Final answer:
Surface runoff comes from snowmelt and other forms of precipitation like rain. If precipitation does not evaporate or is not absorbed by the soil as groundwater, it can turn into runoff, contributing to rivers, streams, and lakes that flow to the oceans.
Step-by-step explanation:
Water that can flow across the surface as runoff comes from snowmelt and precipitation, such as rain. After water from rain or melting snow reaches the Earth's surface, it can follow different paths. Some of it may evaporate back into the atmosphere, a process often intensified if it encounters vegetation, as some amount of water will immediately evaporate from plant surfaces, a phenomenon that, together with transpiration (the evaporation of water from plant leaves), is known as evapotranspiration.
Water that doesn't evaporate or isn't used by plants may percolate into the soil, becoming groundwater.
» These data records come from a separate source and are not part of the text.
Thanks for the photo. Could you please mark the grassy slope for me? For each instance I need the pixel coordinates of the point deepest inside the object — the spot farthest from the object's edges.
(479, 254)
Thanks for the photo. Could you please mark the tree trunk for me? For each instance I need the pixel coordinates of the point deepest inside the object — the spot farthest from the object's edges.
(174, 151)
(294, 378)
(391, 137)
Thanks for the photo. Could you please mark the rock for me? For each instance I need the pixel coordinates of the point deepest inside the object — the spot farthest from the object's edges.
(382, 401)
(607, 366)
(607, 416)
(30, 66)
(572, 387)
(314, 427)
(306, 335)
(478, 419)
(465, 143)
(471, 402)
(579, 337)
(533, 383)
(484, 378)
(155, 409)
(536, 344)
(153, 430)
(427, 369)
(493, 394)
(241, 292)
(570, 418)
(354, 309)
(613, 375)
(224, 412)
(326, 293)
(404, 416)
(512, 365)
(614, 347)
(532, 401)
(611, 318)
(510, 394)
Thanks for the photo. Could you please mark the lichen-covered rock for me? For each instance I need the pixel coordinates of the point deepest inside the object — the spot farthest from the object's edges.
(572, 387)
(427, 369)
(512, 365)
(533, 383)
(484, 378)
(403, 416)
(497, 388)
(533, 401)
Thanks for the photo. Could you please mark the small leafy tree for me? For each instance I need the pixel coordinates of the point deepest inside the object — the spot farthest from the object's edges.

Groundwater can move through the soil and rock layers of the Earth, sometimes seeping out at springs or flowing into bodies of water like lakes and oceans, or be stored in underground aquifers.
Conversely, when soil is saturated and cannot absorb more water, excess water becomes surface runoff, which is the flow of fresh water over land. This runoff can make its way through streams, rivers, and lakes to the oceans, replenishing these bodies of water.